Faithless in Death (In Death, #52)(25)



“I never did any such thing.”

“Prove it. Let’s see your ’link.”

“You want my ’link? Fine.” In a jerky movement, Gwen pulled it out of her handbag.

Eve took one look, held out her hand, turned the shining gold ’link over. “This looks brand-new. Doesn’t this look—what is it?—brand-spanking-new, Peabody?”

“It sure does.”

“Are we going to find out you bought this ’link today, Gwen?”

“So what?”

“Where’s your old one?”

“Recycled. It had texts on it to and from Ariel, and I realized if Merit saw them, he’d wonder. It was my personal property.”

“Destroying evidence. We’ll add that to the list. Who’d you tag on the other ’link? Who did you tell about Ariel?”

“No one. No one. No one.” She banged her hands on the table with each denial. “My parents could cut me off like they did my brother if they find out about any of this. Merit will call off the wedding.”

“And those are very strong motives to kill the person who knows all of it.”

“I was in my apartment.”

“Yeah, got me there. For now. And for now, Gwendolyn Huffman, you’re under arrest for—”

“What! You said you’d help me if I told you the truth.”

“Yeah, well, you didn’t. Not all of it. You’ve had plenty of experience, and it’s debatable who seduced whom from where I’m sitting.”

Eve pushed off the table. “She meant nothing to you, nobody does. At least not nearly what you mean to yourself. The door of her apartment wasn’t unsecured, you weren’t in shock. You calculated every step of this.

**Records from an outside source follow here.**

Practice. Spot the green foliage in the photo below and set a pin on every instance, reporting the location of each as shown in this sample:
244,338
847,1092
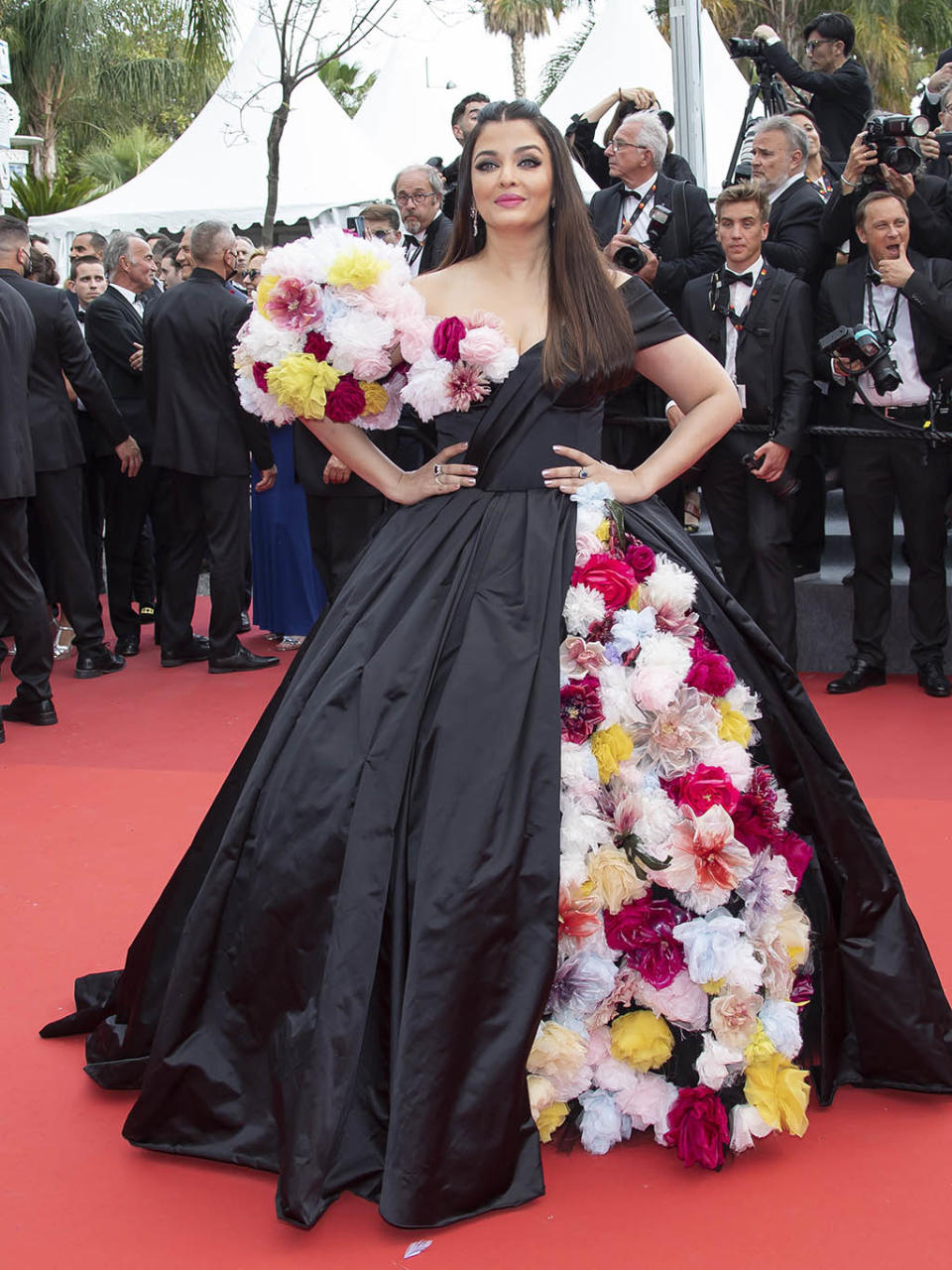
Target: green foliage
36,195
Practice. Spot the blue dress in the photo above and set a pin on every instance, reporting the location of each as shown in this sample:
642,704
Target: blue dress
289,592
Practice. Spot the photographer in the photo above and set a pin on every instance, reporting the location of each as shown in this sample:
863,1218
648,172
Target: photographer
905,303
758,321
925,197
842,96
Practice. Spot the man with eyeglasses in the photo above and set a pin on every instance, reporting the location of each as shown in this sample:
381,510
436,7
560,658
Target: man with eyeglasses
842,96
417,191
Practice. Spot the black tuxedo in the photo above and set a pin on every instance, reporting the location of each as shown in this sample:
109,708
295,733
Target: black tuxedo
880,471
929,222
22,603
688,248
752,526
202,440
56,511
113,327
793,240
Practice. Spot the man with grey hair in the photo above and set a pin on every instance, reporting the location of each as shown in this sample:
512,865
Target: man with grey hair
621,213
114,335
779,151
202,441
417,191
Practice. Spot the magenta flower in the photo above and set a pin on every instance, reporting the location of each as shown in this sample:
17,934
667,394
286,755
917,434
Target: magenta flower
295,305
580,707
644,931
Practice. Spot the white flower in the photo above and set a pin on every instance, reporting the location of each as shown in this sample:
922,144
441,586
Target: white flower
583,606
780,1020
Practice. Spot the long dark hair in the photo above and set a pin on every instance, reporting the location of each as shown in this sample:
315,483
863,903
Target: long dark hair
589,338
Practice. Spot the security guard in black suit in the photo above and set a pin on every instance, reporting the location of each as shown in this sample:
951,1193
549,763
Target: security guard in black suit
906,300
757,320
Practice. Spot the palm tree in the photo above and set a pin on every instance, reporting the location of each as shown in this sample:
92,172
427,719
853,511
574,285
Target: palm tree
518,19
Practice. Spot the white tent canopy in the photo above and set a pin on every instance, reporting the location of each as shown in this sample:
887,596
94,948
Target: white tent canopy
217,168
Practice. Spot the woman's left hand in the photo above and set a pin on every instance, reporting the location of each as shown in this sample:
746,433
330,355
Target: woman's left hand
626,486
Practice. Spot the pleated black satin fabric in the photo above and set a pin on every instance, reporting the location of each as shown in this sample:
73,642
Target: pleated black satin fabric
343,978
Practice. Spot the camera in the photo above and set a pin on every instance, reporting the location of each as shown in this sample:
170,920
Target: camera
880,132
861,343
631,257
738,48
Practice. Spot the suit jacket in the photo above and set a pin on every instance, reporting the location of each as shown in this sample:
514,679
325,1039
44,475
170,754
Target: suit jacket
929,294
793,241
18,335
774,350
60,350
113,326
688,248
929,218
189,379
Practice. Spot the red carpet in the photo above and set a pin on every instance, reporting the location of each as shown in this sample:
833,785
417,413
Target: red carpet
95,815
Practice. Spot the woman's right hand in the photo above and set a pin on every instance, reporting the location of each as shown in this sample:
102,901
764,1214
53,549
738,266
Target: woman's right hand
436,476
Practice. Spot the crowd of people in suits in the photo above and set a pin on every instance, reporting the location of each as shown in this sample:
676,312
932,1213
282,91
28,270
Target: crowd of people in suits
126,458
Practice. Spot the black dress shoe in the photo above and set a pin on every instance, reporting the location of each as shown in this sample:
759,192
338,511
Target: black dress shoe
861,675
933,681
100,661
195,652
241,661
41,714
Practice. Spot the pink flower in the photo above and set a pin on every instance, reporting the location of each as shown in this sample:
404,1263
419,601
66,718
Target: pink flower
703,788
697,1125
466,384
481,344
580,708
347,402
711,674
642,561
445,338
644,931
707,861
612,578
317,345
295,305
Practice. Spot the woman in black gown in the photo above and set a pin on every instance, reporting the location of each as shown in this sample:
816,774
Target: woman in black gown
344,976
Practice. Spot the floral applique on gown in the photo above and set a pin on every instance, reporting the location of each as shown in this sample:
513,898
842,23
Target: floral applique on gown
367,940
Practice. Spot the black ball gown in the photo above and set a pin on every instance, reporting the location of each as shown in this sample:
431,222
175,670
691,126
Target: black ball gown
345,974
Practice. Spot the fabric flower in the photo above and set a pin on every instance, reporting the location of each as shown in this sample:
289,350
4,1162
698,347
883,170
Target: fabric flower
642,1040
580,706
645,931
706,861
301,382
611,746
779,1092
445,338
697,1125
608,575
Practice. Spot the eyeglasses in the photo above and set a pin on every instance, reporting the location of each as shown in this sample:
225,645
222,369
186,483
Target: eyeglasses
420,195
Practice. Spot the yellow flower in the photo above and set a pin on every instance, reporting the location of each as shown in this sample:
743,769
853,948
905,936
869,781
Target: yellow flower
779,1092
548,1120
375,395
642,1039
611,747
301,382
264,289
615,879
734,725
358,270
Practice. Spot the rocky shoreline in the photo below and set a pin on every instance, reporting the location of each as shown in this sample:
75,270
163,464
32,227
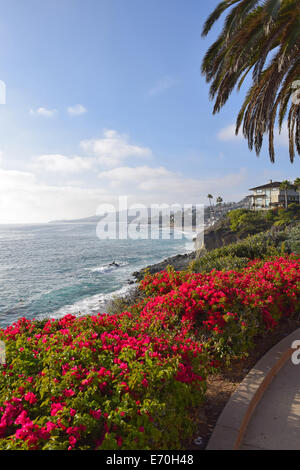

“Now you’re under arrest, for leaving a crime scene, lying to the police, destroying evidence. We’ll hold the murder charge for the moment, but, believe me, we’re working on it.”

“You can’t do this!”

“Done.”

“I want my lawyer.”

“You’re free to use your spanking-new ’link to contact him once you’re booked. Peabody, would you take Ms. Huffman where she very much needs to go?”

“Happy to.”

“I won’t go with you!”

“Easy to add resisting to the mix,” Eve said. “In fact, it would be some nice icing.”

She cried now, and there was nothing pretty about it. And kept crying as Peabody led her out.

“Interview end.”

Eve gathered her files. She stepped out to wait for Shelby.

She watched Carmichael give Shelby a squeeze on the shoulder, then peel off toward the bullpen.

“My office,” Eve said.

“I’m not worried about anybody hearing about this, sir.”

“My office is better.”

But this time when they went in, Eve didn’t close the door.

“Thoughts, Shelby?”

“First thought is it’s an education to watch you and Peabody work in the box, so I appreciate the opportunity.”

“Is that sucking up?”

“It’s pure truth. You didn’t need me in Observation to separate her lies from the truth when she tried to fold them together to her benefit. You nailed her there. I want to say, from my own experience, she’s sexually aggressive. She likes to be in charge, so it’s unlikely the victim seduced her. She was making a lot of that up on the fly, and when she does that—or did back in the day—she tends to talk faster, tap her foot. She was doing that.

“But I think she was telling the truth about her father.”

“Why?”

“If there’s anyone she’s afraid of, it’s her father. He controls everything. I know she gets money from a trust because she told me that summer she only had a couple more years before she started getting some of her own money. Money at eighteen, as long as she went to college for at least a year. An increase at twenty-one, and, if I remember right, another at twenty-five, another at thirty, or when she marries. If she gets married and has a child, the trust hits the top of the income stream.”

“That sounds … bat-shit,” Eve decided.

“It’s how Natural Order works. Women are meant to have children—within wedlock. Once she does that, it’s hers, free and clear. At least that’s what she said back then, or thought back then. Until she hits thirty-five, it might’ve been, or marries and has a kid, her father controls the amount she receives annually from the trust. And as he heads it, he can cut it off, like he did with her brother.”

“So if her father found out …”

“Premarital sex, with another woman? If he didn’t cut her off completely, he’d sure as hell turn down the stream. I don’t know the fiancé, but most people don’t like being lied to and cheated on, so she has to calculate the odds he’d ditch her. She thinks he will, that came off as true to me.”

“Yeah, me, too. We’ll see if she’s right, because he’s sure as hell going to find out. Meanwhile, because I had plenty of probable cause before the interview, Baxter and Trueheart are searching her apartment with a duly executed warrant.”

“She won’t like that.”

“No, she won’t. That gives me a little spark of joy. She’s a lousy human being, Shelby.”